Page MenuHomePhabricator

Improve understanding and description of Wikidata gender labels
Closed, ResolvedPublic

Description

During our presentation at Queering Wikipedia we had confirmation that gender labels on Wikidata taken from P21 ( https://w.wiki/6hma) are not accurately representing the notion of gender.
We are going to learn more about this and potentially make changes to the way we label articles in the knolwedge gap index.

Details

Other Assignee
fkaelin

Event Timeline

This comment was removed by Miriam.

@fkaelin as you attended the session at Queering Wikipedia, is there any specific action items that we want to add here? Otherwise we might close this task for now. Thanks!

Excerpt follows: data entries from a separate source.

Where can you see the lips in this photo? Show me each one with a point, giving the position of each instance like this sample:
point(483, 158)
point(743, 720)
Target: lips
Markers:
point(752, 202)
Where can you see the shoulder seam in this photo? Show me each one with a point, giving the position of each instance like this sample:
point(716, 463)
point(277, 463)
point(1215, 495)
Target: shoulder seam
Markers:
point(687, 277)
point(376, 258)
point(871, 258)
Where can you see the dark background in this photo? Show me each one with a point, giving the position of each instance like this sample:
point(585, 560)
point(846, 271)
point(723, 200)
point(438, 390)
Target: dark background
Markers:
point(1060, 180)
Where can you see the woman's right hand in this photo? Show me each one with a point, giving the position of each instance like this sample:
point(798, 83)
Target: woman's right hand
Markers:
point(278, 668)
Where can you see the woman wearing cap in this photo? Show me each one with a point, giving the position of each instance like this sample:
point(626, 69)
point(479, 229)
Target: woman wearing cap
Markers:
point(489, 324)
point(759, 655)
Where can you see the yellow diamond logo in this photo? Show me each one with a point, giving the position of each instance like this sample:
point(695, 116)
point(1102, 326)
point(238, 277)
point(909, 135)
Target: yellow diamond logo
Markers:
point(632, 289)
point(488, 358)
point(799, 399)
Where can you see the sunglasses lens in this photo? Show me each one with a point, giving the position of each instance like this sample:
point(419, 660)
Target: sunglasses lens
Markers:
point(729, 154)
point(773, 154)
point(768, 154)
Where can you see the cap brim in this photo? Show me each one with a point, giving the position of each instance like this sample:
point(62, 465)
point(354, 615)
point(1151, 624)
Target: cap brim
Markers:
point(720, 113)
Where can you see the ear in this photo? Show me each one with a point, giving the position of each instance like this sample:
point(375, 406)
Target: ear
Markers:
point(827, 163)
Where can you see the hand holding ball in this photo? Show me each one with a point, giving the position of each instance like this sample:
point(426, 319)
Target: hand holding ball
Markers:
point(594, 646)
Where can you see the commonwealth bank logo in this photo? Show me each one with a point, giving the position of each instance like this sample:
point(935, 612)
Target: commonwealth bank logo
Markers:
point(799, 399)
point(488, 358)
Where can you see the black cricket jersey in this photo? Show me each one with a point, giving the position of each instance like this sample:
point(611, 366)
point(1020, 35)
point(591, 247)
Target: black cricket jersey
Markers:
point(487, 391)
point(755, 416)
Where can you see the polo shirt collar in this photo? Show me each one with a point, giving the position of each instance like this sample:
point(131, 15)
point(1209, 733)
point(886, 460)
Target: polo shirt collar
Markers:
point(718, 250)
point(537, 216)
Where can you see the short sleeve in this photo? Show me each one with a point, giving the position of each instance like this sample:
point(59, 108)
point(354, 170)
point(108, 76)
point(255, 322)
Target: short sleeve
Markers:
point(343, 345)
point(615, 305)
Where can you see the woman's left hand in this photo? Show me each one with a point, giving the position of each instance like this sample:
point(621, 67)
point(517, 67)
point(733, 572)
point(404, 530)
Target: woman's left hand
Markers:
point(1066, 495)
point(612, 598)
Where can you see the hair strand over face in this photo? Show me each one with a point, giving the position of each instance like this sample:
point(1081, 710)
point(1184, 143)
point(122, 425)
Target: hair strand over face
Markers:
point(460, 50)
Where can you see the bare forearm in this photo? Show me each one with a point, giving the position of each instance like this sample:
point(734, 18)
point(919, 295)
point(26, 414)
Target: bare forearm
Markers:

This comment was removed by Miriam.

I attended the session "Lectures and workshop on gender in Wikidata" at Queering Wikipedia, and pasted some bullet points for the two talks - the slides/videos are available on the website.

Takeaway

I don't have an immediate recommendation on how to improve the features used for gender gap. Using the P21 wikidata property seems like the best option currently available to us. The presentations illustrated not only the issues with this approach, but also the difficulty of devising&introducing an improved schema. Such an improvement is a large community effort and outside the scope of the knowledge gaps index. However, we should definitely switch the knowledge gaps pipeline to using a more appropriate schema once available.

Presentation summaries

Talk by Daniele Metili

  • center on marginalized gender identifies
    1. modeling of gender in wikidata
    2. how is gender represented in wikidata
  • capture user discussions happening on Wikipedia about gender
  • P21 (gender or sex) is the main way gender is modelled in Wikidata
    • somewhat ambigious (not clear whether it refers to sex assigned at birth or gender identity)
    • confuses users
    • after creation of P21, the question was which values do we use and how do we populate this?
    • two groups: one focused on completeness, one on correctness. Can't have both, but both can be metric
      • completeness won. in 2 years, 95% of people have gender assigned.
      • happened quickly, at what cost? added quickly, contains errors.
      • mistaken assumptions:
        • e.g. each user must have a single one
        • difficult for non-binary/trans
      • how was gender assigned
        • manual annotated
        • imported from wikipedia, not a trusted source
        • also imported from external databases,
        • two problematic approaches
          • based on the name of the person
          • based on pronouns used e.g. in wikipedia articles
    • transgender man, transgender woman
      • was renamed to trans man, trans woman
      • until 2016 was wrongly classified, e.g. trans woman was not classified as woman
    • gender properties
      • father/mother are all gendered
      • some are corrected,e.g. brother/sister as sibling
      • mother / father not replaced with parent by community, though parent was added
    • language
      • users understanding very much related to language
      • e.g. france/germany doesn't have a term for sibling

Recommendations from the personal pronouns project

  • prerecorded talk: https://www.youtube.com/watch?v=WRIl6W8n7io
  • P21 used for
    • humans: living and deceased. fictional and non-fictional
    • animals
    • sex/gender and gender modality are distinct properties in living humans
    • P21 conflates these, plus no references are required
    • when references are used, inconsistent, without consent. might also violate privacy of living people.
  • personal pronouns because it seemed more tractable, still very complex
    • small number of existing statements
    • limited to enwiki to to authors limit of knowledge, hoping it would spread
    • P6553 personal pronoun
      • concern around accuracy, incorrect pronouns are assigned
      • conflation between personal pronouns and gender
      • P21 is used to assign P65553, can be incorrect
      • enwiki article on personal pronouns, lots of controversy (see talk page)
    • Tension between editors focused on honoring identify/feelings vs editors who focus on completeness
      • lack of guidance when to add personal pronouns
      • what requires a reference? reference quality varies widely
      • what to do when a person's personal pronouns change?
    • Issues with data modeling
      • invidual
    • Proposed changes

Thank you @fkaelin for this great summary! I will close this task for now as we have reached a conclusion about this specific topic.